If a good has high value-added per worker in a given country, this must be because either (1) its production uses an exclusive technology or resource that earns monopoly rents, or (2)the labour is itself expensive. In the case of a resource or an established technology, the country will have a cost advantage anyway. In the case of a technology that is not yet realised, an advantage might be achieved by means of astute investment in R&D. If the benefits can be captured by an individual firm, the profit motive will do its job and there shouldn’t be any need for subsisdies. On the other hand, if somehow the technology can be kept within the country but not limited to a particular firm, then in principle R&D subsidies could contribute to the creation of a high value added industry, until such time as the technology is copied elsewhere and the price falls to match the cost of production.

That leaves the case where labour is itself expensive. To the extent that this is due to a high skill component requiring years of education or training, such an industry has no obvious advantage over others. In some cases, however, the work involves native talent as well as skill, so the workers in question earn monopoly rents. A policy to promote such industries creates more for such people to enjoy their power, but has no broader social benefit – it is actually a form of middle class welfare.

Patrick
Patrick
17 years ago

Um, what about plain adding value?
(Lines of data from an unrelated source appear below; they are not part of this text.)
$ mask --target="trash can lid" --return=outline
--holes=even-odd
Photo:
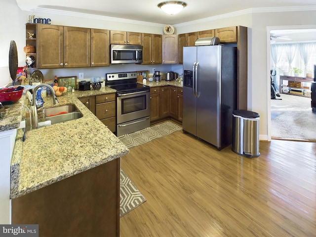
[[[256,118],[260,117],[259,114],[257,113],[244,110],[234,110],[233,111],[233,114],[234,115],[237,115],[237,116],[240,116],[241,117],[247,118]]]

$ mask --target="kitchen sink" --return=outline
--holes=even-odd
[[[80,112],[70,112],[67,114],[47,117],[43,118],[39,118],[39,122],[49,120],[51,122],[51,124],[54,124],[55,123],[58,123],[59,122],[66,122],[71,120],[77,119],[77,118],[81,118],[82,116],[82,114]]]
[[[38,111],[39,122],[50,121],[51,124],[81,118],[82,114],[75,105],[66,105]]]

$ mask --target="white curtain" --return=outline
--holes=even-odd
[[[280,85],[280,70],[277,67],[277,63],[279,62],[280,59],[281,59],[281,55],[282,54],[282,45],[279,44],[271,44],[270,48],[271,52],[271,58],[272,58],[275,64],[272,74],[272,75],[275,76],[272,76],[272,82],[275,83],[275,89],[276,91],[279,92],[279,88]]]
[[[297,48],[297,43],[286,43],[283,45],[284,50],[285,51],[286,58],[288,62],[288,71],[292,70],[291,64],[295,56],[296,49]]]
[[[307,71],[307,64],[311,57],[312,50],[314,46],[315,43],[299,43],[298,44],[298,48],[300,50],[301,56],[303,59],[304,63],[304,72],[306,73]]]

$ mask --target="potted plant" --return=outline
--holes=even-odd
[[[300,74],[303,73],[303,71],[302,69],[300,69],[298,68],[293,68],[292,69],[292,71],[294,73],[294,76],[295,77],[299,77]]]
[[[306,77],[307,78],[313,78],[313,71],[307,69],[306,70]]]

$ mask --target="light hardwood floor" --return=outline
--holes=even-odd
[[[316,143],[260,142],[248,158],[182,131],[131,148],[121,166],[147,199],[120,236],[316,236]]]

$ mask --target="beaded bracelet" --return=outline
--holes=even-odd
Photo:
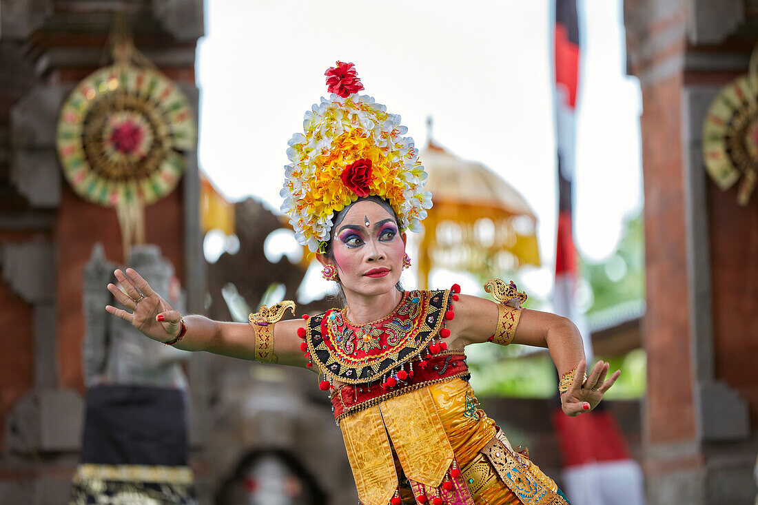
[[[561,381],[558,383],[558,391],[561,394],[563,394],[568,391],[568,387],[571,387],[572,383],[574,381],[574,378],[576,377],[576,369],[575,366],[572,370],[569,370],[562,375],[561,375]],[[587,374],[584,374],[584,381],[587,380]],[[583,381],[584,382],[584,381]]]
[[[179,334],[176,336],[173,340],[169,340],[168,342],[164,342],[164,346],[173,346],[174,343],[182,340],[184,337],[184,334],[187,332],[187,325],[184,324],[184,318],[180,318],[179,322],[181,324],[181,329],[179,330]]]

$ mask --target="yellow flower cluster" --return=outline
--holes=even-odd
[[[290,215],[298,241],[312,251],[330,238],[334,212],[358,199],[340,175],[349,165],[371,161],[368,190],[386,199],[404,229],[417,231],[431,195],[423,191],[426,173],[400,117],[370,96],[331,95],[305,114],[304,134],[290,141],[282,211]]]

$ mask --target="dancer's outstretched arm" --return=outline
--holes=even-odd
[[[447,322],[451,348],[462,349],[469,343],[487,341],[547,347],[562,377],[575,369],[575,378],[568,391],[561,394],[563,412],[568,416],[594,409],[621,375],[621,371],[616,370],[607,377],[610,365],[599,361],[584,380],[587,362],[581,335],[566,318],[529,309],[503,309],[488,300],[466,295],[460,295],[453,307],[455,318]],[[506,328],[508,325],[512,328]],[[509,331],[510,334],[505,334]],[[497,336],[501,332],[503,334],[499,341]]]
[[[105,310],[128,321],[154,340],[174,340],[181,331],[182,315],[133,268],[116,270],[114,273],[126,293],[112,284],[108,284],[108,290],[127,310],[110,305]],[[213,321],[202,315],[185,315],[183,321],[186,332],[174,344],[178,349],[205,350],[242,359],[255,359],[260,355],[260,348],[256,350],[256,329],[249,324]],[[299,348],[302,340],[297,336],[297,328],[303,326],[302,319],[282,321],[274,325],[270,350],[276,356],[277,363],[305,365]]]

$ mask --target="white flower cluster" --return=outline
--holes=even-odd
[[[302,127],[288,143],[290,164],[280,192],[281,211],[290,215],[299,243],[317,252],[329,240],[334,213],[358,199],[340,176],[360,159],[373,162],[368,194],[392,205],[401,228],[421,231],[431,193],[424,190],[427,174],[413,139],[402,136],[408,128],[400,116],[371,96],[333,93],[305,113]]]

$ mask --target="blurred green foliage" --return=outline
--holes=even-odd
[[[625,221],[613,254],[597,262],[581,259],[581,271],[589,287],[584,303],[588,320],[600,314],[609,314],[612,318],[615,312],[621,315],[622,307],[642,305],[645,262],[641,212]],[[518,284],[518,275],[512,274],[511,277]],[[529,301],[541,305],[540,300]],[[466,354],[471,385],[479,396],[549,398],[556,394],[557,372],[544,350],[481,343],[468,346]],[[616,384],[606,394],[607,398],[631,399],[644,395],[647,359],[644,350],[637,349],[624,356],[595,356],[594,361],[597,359],[610,362],[611,372],[622,370]]]

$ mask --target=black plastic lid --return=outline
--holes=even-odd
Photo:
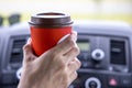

Ie capital markets advisors might be highly paid because they add a lot of value (positive sum, ie to all parties) to their clients?

The only ‘rent’ is that of knowing people and a fairly accessible skills set, which hardly seems monopolistic.

Patrick
Patrick
17 years ago

Sorry – the relevance of which is that anyone can have capital markets industries if you attract them with favourable conditions, and they create genuine broader social advantages from higher incomes sustaining greater local industry such as restauration, retail, etc, which are great ‘first-rung’ jobs (although sometimes only-rung, which is sometimes a worry), and gardening etc (which is quite lucrative).

Then their kids go to school which pushes more money into schools, and improves their facilities etc and gives them money to offer scholarships, ditto for Unis, etc.

Finance and capital markets even creates lots of lefty-bonuses like funding for operas and ballets :)

James Farrell
James Farrell
17 years ago

…lots of lefty-bonuses like funding for operas and ballets.

Where do I sign?

Patrick
Patrick
17 years ago

… at the CIS.

Patrick
Patrick
17 years ago

I think the progressivity of our tax system is partly, albeit not per se, responsible for that.

In England foreigners are not taxed on their overseas income – we should try that. Also the CGT exemption is good, and was overdue, but we are still fairly high-taxing in company tax.

But we have significantly improved our international tax – the necessary trade-off should be, since the improvements have effectively broadened the base in areas like fx, to reduce the load.